Né l’amministrazione Trump è sola nei suoi sforzi per inviare migranti e richiedenti asilo in centri di detenzione oltre i propri confini, una pratica controversa che l’Australia ha contribuito a introdurre nel mondo 25 anni fa con la sua famigerata, e ora abbandonata, “Pacific Solution”. L’Italia lo fa dal 2023, spendendo milioni di euro per inviare i detenuti in centri in Albania, mentre numerosi altri paesi come il Regno Unito hanno cercato di inviare i richiedenti asilo in centri di smistamento in luoghi come il Ruanda e altrove.

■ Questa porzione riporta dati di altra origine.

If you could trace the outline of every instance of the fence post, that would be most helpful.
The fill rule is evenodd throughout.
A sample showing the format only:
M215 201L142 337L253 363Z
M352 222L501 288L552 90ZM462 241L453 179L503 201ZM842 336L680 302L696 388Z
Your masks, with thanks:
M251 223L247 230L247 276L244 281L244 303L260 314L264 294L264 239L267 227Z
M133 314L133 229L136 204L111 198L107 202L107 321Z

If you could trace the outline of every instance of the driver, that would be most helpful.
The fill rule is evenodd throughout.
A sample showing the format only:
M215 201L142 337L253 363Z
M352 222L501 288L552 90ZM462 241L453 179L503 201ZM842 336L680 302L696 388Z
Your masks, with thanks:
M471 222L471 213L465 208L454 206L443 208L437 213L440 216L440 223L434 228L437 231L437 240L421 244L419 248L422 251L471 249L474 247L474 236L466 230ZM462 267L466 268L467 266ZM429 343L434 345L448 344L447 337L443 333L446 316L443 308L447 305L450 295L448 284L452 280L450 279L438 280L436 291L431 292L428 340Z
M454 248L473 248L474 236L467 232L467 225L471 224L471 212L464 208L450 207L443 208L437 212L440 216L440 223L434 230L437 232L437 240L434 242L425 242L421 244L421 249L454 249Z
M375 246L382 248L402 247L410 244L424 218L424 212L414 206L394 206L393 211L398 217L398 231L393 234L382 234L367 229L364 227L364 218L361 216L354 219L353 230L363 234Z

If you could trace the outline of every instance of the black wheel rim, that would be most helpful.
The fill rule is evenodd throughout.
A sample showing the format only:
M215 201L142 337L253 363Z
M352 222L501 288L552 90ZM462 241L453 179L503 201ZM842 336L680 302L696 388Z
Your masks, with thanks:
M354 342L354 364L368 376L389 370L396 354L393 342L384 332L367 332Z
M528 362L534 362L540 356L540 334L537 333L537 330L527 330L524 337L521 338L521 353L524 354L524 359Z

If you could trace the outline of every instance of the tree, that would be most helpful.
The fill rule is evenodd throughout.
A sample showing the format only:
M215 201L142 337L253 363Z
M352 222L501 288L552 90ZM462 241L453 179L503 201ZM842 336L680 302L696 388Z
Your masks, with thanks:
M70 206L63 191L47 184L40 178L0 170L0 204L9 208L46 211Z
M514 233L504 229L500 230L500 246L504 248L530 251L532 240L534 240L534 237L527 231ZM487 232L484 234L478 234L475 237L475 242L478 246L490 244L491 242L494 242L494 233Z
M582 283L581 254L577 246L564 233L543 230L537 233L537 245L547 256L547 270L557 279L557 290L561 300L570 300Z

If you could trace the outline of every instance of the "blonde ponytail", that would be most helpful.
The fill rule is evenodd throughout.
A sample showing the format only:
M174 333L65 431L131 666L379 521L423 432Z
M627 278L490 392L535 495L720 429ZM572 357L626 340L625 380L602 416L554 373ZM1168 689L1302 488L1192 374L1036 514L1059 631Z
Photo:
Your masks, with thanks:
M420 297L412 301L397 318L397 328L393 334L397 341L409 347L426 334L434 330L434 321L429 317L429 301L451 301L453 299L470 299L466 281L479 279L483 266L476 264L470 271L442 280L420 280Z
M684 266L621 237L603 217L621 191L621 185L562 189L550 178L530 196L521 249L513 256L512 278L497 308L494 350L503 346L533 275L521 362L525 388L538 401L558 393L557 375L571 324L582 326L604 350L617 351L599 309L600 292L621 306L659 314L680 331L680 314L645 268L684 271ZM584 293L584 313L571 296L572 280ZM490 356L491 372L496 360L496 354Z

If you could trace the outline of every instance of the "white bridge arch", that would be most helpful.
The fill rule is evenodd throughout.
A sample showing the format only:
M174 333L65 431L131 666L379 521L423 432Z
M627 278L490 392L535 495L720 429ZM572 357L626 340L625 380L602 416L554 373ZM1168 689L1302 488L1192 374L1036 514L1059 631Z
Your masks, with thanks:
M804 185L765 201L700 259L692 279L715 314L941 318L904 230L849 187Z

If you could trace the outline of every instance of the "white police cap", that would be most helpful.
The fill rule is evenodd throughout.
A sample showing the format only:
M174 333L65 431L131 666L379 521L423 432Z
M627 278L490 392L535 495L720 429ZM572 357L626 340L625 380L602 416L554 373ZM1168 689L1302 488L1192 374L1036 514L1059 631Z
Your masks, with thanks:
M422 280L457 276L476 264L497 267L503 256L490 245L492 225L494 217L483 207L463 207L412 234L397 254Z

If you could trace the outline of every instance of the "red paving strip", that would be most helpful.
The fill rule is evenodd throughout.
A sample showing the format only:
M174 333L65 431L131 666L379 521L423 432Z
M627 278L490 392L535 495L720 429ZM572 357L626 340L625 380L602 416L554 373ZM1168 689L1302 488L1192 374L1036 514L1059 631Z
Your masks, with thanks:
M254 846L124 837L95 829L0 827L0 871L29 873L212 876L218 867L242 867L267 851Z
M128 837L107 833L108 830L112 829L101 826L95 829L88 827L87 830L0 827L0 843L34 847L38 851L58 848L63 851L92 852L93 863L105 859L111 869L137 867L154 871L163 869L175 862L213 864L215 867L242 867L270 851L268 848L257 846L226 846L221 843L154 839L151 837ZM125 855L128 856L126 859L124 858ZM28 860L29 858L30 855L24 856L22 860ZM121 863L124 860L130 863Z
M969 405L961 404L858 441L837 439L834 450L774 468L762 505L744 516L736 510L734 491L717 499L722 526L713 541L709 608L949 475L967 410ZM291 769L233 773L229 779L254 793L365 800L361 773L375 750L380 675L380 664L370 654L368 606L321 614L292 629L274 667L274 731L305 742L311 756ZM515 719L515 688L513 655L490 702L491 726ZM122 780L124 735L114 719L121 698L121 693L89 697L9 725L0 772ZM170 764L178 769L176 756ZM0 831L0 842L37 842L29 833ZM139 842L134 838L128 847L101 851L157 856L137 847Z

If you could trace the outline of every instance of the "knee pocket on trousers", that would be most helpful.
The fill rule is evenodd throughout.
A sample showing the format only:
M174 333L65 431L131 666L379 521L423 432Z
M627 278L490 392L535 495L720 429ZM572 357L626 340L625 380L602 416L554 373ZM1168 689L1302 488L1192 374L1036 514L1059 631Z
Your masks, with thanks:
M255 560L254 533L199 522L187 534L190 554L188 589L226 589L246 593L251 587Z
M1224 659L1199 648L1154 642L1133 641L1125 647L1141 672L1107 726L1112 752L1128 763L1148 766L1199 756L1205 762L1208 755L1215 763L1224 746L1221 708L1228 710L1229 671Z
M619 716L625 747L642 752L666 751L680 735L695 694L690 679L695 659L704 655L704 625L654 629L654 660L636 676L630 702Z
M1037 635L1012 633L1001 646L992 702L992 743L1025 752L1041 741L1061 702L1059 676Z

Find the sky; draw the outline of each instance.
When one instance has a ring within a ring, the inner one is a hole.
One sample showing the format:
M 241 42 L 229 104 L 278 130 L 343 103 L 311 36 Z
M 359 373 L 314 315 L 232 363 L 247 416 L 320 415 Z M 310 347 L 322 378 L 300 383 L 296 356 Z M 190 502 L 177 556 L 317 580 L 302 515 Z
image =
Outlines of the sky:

Ciò a cui assistiamo oggi, sebbene scioccante e scoraggiante, non dovrebbe sorprendere. Al GDP, abbiamo da tempo avvertito che la detenzione degli immigrati è un potere intrinsecamente vulnerabile agli abusi e ostinatamente resistente alle riforme, proprio perché è una forma di reclusione che non è soggetta agli stessi controlli giudiziari delle procedure penali e perché coinvolge una popolazione eccezionalmente impotente.
Ce lo ha ricordato recentemente il Comitato di supervisione della detenzione degli immigrati in Norvegia, che ci ha inviato la sua relazione annuale, sottolineando numerose riforme che ha proposto, in parte ispirate dal lavoro del GDP. Nella sua introduzione alla relazione, il presidente del Comitato, Pål Morten Andreassen, ha citato il romanzo di Fëdor Dostoevskij sulla vita in un campo di prigionia siberiano, “La casa dei morti”, in cui scrive: “Il grado di civiltà di una società può essere giudicato entrando nelle sue prigioni”.

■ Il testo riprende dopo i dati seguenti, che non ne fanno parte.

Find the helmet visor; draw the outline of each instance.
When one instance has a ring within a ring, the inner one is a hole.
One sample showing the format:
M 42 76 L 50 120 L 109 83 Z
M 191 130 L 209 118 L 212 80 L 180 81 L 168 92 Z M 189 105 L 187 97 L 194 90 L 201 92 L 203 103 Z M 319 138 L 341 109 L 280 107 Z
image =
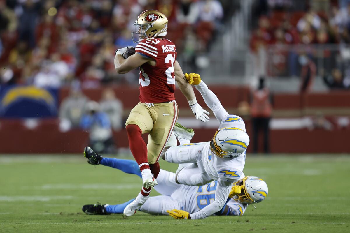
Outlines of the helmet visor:
M 213 153 L 216 154 L 219 157 L 220 157 L 222 158 L 224 158 L 224 156 L 225 155 L 227 155 L 227 152 L 221 150 L 221 148 L 220 148 L 219 146 L 218 146 L 217 144 L 216 144 L 216 142 L 215 141 L 215 137 L 216 136 L 216 134 L 217 134 L 219 132 L 219 131 L 220 131 L 220 130 L 217 131 L 217 132 L 215 133 L 215 134 L 214 134 L 214 137 L 210 140 L 210 149 L 211 149 L 211 151 Z
M 236 185 L 243 185 L 243 188 L 242 189 L 241 193 L 236 196 L 237 198 L 233 199 L 238 202 L 243 204 L 251 204 L 255 202 L 254 200 L 251 198 L 250 196 L 247 191 L 247 186 L 245 182 L 248 177 L 248 176 L 246 176 L 243 180 L 239 181 L 236 184 Z
M 134 23 L 133 24 L 135 25 L 135 31 L 132 32 L 131 38 L 134 43 L 139 42 L 148 38 L 146 31 L 150 28 L 151 26 L 149 23 L 139 24 Z

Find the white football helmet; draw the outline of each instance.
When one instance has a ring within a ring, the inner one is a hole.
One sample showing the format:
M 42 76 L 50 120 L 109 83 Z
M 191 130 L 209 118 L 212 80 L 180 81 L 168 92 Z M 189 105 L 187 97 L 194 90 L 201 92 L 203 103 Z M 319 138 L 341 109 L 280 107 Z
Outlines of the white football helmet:
M 233 199 L 243 204 L 258 203 L 267 196 L 267 184 L 261 178 L 256 176 L 246 176 L 235 183 L 234 185 L 243 185 L 240 194 Z
M 211 151 L 222 158 L 238 157 L 247 149 L 249 137 L 243 130 L 225 127 L 219 130 L 210 141 Z

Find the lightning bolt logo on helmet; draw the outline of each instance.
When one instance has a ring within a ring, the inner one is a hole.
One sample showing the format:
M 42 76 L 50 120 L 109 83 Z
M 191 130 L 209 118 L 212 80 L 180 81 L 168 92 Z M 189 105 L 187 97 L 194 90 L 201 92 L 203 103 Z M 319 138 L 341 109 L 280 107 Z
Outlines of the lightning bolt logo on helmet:
M 224 176 L 227 176 L 230 177 L 240 177 L 240 176 L 237 174 L 237 171 L 232 171 L 227 169 L 223 170 L 218 173 L 218 174 L 223 174 Z
M 229 122 L 233 121 L 243 121 L 243 120 L 239 117 L 227 117 L 226 119 L 224 121 L 225 122 Z
M 227 143 L 229 144 L 231 146 L 238 146 L 240 147 L 245 149 L 246 149 L 247 147 L 248 146 L 247 144 L 245 143 L 235 139 L 230 139 L 228 140 L 225 140 L 220 143 L 220 144 Z
M 266 196 L 267 196 L 267 194 L 265 191 L 252 191 L 252 192 L 254 192 L 254 193 L 256 193 L 257 194 L 259 194 L 263 197 L 266 197 Z

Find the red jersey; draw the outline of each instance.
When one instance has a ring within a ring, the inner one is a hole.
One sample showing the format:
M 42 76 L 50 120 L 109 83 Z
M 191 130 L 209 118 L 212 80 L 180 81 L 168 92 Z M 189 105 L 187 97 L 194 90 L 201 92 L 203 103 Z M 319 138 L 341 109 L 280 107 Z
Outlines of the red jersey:
M 135 52 L 156 61 L 155 66 L 146 63 L 140 67 L 140 102 L 163 103 L 175 100 L 174 63 L 177 53 L 174 43 L 166 39 L 148 38 L 139 43 Z

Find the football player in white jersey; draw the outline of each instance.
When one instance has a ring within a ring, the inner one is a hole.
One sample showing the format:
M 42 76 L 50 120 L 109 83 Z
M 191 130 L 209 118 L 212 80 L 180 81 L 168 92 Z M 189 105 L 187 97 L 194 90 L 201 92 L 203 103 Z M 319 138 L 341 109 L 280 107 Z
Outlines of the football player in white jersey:
M 100 156 L 100 164 L 134 174 L 141 177 L 137 163 L 133 160 Z M 212 203 L 215 198 L 217 181 L 200 187 L 180 184 L 173 182 L 175 174 L 160 169 L 158 179 L 158 185 L 154 188 L 161 195 L 150 197 L 140 210 L 154 215 L 173 216 L 174 209 L 189 213 L 200 211 Z M 216 215 L 242 215 L 250 204 L 260 202 L 267 195 L 266 183 L 255 176 L 246 176 L 241 179 L 231 189 L 224 206 L 215 213 Z M 134 199 L 118 205 L 85 205 L 83 211 L 89 214 L 122 213 L 125 207 Z
M 162 157 L 170 162 L 192 163 L 178 169 L 175 177 L 177 183 L 200 186 L 218 181 L 215 200 L 210 204 L 196 212 L 177 209 L 172 212 L 175 218 L 199 219 L 219 211 L 225 205 L 233 183 L 244 177 L 243 170 L 249 137 L 242 118 L 227 113 L 199 75 L 191 73 L 185 75 L 202 95 L 220 126 L 210 141 L 199 143 L 190 143 L 194 134 L 184 127 L 182 130 L 174 129 L 180 146 L 167 147 Z M 167 146 L 176 145 L 175 143 L 172 145 L 172 141 L 176 141 L 171 139 Z

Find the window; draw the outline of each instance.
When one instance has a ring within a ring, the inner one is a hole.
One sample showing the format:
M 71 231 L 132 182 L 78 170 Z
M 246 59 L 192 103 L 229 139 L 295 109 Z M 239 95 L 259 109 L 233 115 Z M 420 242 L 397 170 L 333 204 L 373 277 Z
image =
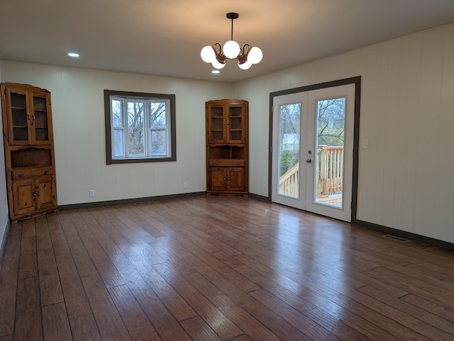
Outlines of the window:
M 104 90 L 106 163 L 175 161 L 175 96 Z

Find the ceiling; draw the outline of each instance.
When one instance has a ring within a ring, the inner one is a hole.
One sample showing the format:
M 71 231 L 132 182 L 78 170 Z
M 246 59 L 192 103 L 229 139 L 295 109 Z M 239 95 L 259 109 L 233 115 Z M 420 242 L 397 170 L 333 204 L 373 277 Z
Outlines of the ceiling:
M 454 22 L 454 0 L 0 0 L 0 56 L 236 82 Z M 233 39 L 258 46 L 248 70 L 200 58 Z M 70 52 L 80 54 L 67 57 Z

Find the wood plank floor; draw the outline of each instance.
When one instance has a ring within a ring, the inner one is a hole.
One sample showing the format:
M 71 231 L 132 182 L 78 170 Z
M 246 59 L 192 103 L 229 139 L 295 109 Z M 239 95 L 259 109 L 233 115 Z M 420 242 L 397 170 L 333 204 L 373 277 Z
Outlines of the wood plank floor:
M 11 226 L 0 340 L 454 340 L 454 253 L 248 197 Z

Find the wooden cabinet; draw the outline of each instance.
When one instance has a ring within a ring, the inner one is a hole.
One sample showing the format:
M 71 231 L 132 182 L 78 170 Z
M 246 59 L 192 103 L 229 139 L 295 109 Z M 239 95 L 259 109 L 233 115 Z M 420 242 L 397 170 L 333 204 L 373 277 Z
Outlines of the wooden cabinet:
M 1 86 L 8 205 L 12 222 L 57 209 L 50 93 Z
M 206 102 L 206 192 L 248 192 L 248 103 L 242 100 Z

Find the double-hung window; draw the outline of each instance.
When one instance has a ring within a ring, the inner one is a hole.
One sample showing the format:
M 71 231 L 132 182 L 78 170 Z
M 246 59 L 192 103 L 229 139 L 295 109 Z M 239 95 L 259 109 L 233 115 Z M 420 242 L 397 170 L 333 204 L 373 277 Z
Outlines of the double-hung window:
M 104 90 L 106 163 L 176 160 L 175 96 Z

Andreassen ha osservato che questa citazione si applica anche al “modo in cui lo Stato si prende cura delle persone di cui presto non sarà più responsabile”, ovvero i detenuti immigrati in attesa di espulsione. “A differenza dei detenuti che scontano una pena in carcere, i detenuti non saranno reinseriti nella società norvegese”, scrive Andreassen. “Presto saranno fuori dalla vista e dalla mente delle autorità. A mio avviso, questo potrebbe rendere le autorità sull’immigrazione meno proattive e decisive quando si tratta di salvaguardare i diritti dei detenuti e di correggere condizioni insostenibili o riprovevoli”.
In una nota di follow-up al GDP, Andreassen ha sottolineato l’importanza del lavoro del GDP per i monitoraggi dei centri di detenzione, scrivendo: “L’approccio solido e critico del GDP nell’esaminare i rischi di trattamenti indegni associati alla detenzione degli immigrati è di grande importanza. Il GDP evidenzia costantemente le varie vulnerabilità che i detenuti devono affrontare, sostenendo riforme che danno priorità alla dignità umana e al rispetto. Questa visione critica è fondamentale per affrontare i problemi sistemici prevalenti nei sistemi di detenzione degli immigrati”. Guardando al panorama migratorio e dei rifugiati odierno, è fin troppo facile cadere nella disperazione. Ecco perché è così importante per noi fare il punto sugli impatti reali che abbiamo avuto. Come dimostra questo rapporto annuale, il GDP continua a fare la differenza in molti paesi e in numerosi ambiti, anche se a volte può sembrare una lotta donchisciottesca o improbabile, come un graffito di Banksy che raffigura un bambino che perquisisce un soldato. Ma queste piccole vittorie sono la linfa vitale del cambiamento. Ci auguriamo che continuerete ad accompagnarci in questa lotta per testimoniare i danni causati dalla detenzione degli immigrati e per gettare le basi, mattone dopo mattone, di un futuro migliore, più generoso ed empatico.